In the dsbackup command for Directory Server, we have two approaches for both backup and restore: one being online approach [(when the Directory Server is running) and the other being an offline approach (when the Directory Server is not running).

I would like to understand which approach is the better for creating backup and restoring from it, given that the dataset contains approximately 25million users.

Is offline restore is right for this case, or should we use the online approach? If offline preferable, what are the specific advantages or disadvantages with each of them? In our environment, bringing the instance down while restoring is not a concern. we have been doing offline restore only so far, but would like to know which approach is the most appropriate and its advantages. Any inputs on this will be helpful.

Thanks.

mwtech · September 18, 2024, 8:55pm

Hi @tusharchoudhury

One point of clarification I would like to make: offline does not necessarily mean that the server is not running. offline simply indicates that the process runs separate from the DS process, and can be run if the server is not running (although the server must be stopped for a restore if using offline). This distinction is important, as running offline backups and while the server is running can have issues if you are backing up an LDIF backend and a change is made.

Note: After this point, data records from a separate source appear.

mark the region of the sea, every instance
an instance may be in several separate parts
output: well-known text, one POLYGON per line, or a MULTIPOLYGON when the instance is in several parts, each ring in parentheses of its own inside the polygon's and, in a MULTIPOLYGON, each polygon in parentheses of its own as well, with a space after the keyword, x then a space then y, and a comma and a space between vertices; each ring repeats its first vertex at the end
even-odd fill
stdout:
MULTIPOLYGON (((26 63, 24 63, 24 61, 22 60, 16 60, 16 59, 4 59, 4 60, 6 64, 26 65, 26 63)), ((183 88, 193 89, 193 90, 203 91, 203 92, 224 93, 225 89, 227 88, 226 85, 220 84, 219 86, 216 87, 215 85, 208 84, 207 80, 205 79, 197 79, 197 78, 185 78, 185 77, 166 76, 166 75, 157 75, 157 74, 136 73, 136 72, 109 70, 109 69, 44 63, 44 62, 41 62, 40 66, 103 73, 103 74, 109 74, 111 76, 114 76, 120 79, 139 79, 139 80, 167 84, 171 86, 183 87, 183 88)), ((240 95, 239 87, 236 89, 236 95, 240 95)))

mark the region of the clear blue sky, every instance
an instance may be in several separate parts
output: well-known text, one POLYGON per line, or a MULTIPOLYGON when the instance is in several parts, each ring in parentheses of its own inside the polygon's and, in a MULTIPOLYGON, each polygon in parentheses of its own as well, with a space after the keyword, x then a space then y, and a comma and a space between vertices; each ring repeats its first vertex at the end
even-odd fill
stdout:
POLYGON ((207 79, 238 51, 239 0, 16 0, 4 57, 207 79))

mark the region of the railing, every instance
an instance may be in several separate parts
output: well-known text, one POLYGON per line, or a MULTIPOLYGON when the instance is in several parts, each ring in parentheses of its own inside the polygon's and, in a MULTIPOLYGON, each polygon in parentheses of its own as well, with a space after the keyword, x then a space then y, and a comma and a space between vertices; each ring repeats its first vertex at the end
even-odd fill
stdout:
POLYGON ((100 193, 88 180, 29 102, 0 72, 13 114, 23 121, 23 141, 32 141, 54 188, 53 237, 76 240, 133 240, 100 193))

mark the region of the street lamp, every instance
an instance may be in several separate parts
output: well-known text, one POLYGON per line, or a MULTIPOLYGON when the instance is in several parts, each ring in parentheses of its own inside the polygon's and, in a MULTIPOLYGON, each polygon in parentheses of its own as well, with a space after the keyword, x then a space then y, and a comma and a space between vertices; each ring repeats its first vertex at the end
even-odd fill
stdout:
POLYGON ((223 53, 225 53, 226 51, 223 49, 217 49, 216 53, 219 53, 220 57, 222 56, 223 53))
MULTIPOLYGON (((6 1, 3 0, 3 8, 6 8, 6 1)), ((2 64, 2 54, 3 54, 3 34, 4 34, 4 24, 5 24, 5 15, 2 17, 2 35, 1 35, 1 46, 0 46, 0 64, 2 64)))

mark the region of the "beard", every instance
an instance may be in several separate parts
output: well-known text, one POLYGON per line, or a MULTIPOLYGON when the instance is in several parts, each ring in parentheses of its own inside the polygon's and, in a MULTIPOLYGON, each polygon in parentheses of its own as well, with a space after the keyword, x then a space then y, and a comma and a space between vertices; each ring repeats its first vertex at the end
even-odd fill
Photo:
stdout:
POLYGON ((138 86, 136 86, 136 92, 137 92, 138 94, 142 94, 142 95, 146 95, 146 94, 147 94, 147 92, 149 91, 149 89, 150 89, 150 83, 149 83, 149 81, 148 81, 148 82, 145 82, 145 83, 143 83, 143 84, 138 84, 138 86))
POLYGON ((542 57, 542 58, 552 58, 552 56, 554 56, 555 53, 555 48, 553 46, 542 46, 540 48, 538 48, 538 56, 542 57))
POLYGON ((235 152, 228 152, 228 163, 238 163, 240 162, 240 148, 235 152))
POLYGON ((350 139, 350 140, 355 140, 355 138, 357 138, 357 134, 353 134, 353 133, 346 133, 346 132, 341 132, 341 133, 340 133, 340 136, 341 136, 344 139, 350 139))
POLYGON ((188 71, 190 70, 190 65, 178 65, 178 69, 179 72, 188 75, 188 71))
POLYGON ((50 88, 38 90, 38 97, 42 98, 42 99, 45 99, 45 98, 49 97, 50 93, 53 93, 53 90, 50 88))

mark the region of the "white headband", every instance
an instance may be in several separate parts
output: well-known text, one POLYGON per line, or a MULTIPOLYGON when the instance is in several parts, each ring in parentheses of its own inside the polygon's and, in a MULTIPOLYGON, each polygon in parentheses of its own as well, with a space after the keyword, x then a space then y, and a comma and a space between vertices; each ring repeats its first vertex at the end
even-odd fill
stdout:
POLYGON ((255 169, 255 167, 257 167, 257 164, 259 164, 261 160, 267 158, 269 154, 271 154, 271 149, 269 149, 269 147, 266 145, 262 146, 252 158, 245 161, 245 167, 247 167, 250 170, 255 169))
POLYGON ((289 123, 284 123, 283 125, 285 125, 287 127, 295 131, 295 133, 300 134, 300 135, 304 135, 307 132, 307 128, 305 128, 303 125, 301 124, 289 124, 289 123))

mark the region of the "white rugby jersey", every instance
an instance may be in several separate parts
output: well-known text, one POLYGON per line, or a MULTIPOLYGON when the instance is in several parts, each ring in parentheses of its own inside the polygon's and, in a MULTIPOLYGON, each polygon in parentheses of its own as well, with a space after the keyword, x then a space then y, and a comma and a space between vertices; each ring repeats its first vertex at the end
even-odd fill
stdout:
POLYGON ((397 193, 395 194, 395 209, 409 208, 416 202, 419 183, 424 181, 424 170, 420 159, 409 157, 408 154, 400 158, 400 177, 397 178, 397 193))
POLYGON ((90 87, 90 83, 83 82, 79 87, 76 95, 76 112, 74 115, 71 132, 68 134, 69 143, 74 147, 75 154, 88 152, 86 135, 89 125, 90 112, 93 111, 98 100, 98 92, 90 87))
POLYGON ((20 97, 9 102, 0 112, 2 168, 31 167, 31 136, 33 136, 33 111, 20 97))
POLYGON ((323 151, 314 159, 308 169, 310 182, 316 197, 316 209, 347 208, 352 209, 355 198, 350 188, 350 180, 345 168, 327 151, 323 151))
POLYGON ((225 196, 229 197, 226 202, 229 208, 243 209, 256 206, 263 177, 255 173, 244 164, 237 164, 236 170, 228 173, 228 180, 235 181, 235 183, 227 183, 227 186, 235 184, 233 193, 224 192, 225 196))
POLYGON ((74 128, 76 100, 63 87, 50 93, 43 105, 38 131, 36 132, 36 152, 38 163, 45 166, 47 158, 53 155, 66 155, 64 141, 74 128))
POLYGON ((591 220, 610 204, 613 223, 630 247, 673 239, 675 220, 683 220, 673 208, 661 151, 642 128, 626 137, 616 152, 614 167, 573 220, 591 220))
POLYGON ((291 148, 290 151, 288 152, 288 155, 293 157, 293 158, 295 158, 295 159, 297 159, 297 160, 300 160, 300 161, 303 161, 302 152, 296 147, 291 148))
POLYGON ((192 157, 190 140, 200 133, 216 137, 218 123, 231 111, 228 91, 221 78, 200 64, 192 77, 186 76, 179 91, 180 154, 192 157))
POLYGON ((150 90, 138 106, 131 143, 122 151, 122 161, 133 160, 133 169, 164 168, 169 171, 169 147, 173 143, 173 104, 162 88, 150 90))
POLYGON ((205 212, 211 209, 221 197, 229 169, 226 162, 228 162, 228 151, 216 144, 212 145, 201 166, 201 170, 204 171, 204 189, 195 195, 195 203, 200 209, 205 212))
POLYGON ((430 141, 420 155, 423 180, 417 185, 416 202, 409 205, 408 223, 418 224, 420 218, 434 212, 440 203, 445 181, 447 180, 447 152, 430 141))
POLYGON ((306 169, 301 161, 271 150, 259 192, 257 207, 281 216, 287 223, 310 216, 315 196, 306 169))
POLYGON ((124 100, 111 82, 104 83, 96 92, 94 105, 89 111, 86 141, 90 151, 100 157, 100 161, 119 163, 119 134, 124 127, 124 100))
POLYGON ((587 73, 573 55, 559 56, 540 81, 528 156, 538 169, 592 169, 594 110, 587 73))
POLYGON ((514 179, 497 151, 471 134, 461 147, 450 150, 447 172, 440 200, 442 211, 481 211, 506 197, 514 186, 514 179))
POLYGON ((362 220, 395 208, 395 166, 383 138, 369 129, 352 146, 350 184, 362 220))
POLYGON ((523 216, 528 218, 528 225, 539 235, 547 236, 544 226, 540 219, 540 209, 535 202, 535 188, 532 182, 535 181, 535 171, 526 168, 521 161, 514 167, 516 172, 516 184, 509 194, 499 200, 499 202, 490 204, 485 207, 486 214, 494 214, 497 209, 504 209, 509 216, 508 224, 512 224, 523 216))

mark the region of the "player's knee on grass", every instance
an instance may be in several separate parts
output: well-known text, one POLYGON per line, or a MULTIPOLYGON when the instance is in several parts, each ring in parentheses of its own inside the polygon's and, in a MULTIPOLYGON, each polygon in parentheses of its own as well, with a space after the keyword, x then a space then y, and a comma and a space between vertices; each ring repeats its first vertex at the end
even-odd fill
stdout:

Which approach is better? I think it really depends on your needs. An offline job has to be run directly on the server itself, whereas an online job can target a remote server. Offline jobs have the benefit of not requiring a privileged DS user to run them, but they do require that the user executing the task has the appropriate permissions on the file systems. You can use the scheduler functionality for either online or offline jobs and get the benefit of notifications and task sequencing, however DS must be running for the scheduled job to execute.

I know this doesn’t directly answer your question, but hopefully it provides you with some additional insight into the overall process.

tusharchoudhury · September 19, 2024, 12:03pm

Thanks @mwtech , for the note.

Yes, --offline option can be used when server is running for taking backup; while to restore server must be stopped.

So given that, we have access to server and can run commands with right privileges, is it wise to say offline should be preferred approach than online.

I wanted to know, impact on the server performance while carrying out restore online, and will restore occur with out impacting data or process. I am not able to find any documentation which says that --offline has less impact on server performance while online has more, neither there is documented observation of restore being impacted with large data sets while carrying out online restore?

The objective of asking this question is, we are preparing SOP for immediate backup and restore process and question came “why offline”, “why not online” and wanted to gather more evidence as I can. Any statistics around the process of restore would be helpful.

mwtech · September 19, 2024, 2:29pm

Hi @tusharchoudhury

I’d strongly recommend running benchmarks in your non-production environments to get the specific details. There are a number of factors that can come in to play including OS, resource allocations, total data set size, disk IO, DS usage patterns, etc, and while basic rough statistics may be out there they are heavily dependent upon the environment in which they were run. While others may have hard statistics available for their particular setup, those may not reflect what you’d observe in your own environment.

Sorry I can’t give you a more definitive answer, but in my experience there are too many variables involved to offer up any more specific guidance.

tusharchoudhury · September 25, 2024, 1:06pm

Thanks @mwtech for the note, this helps.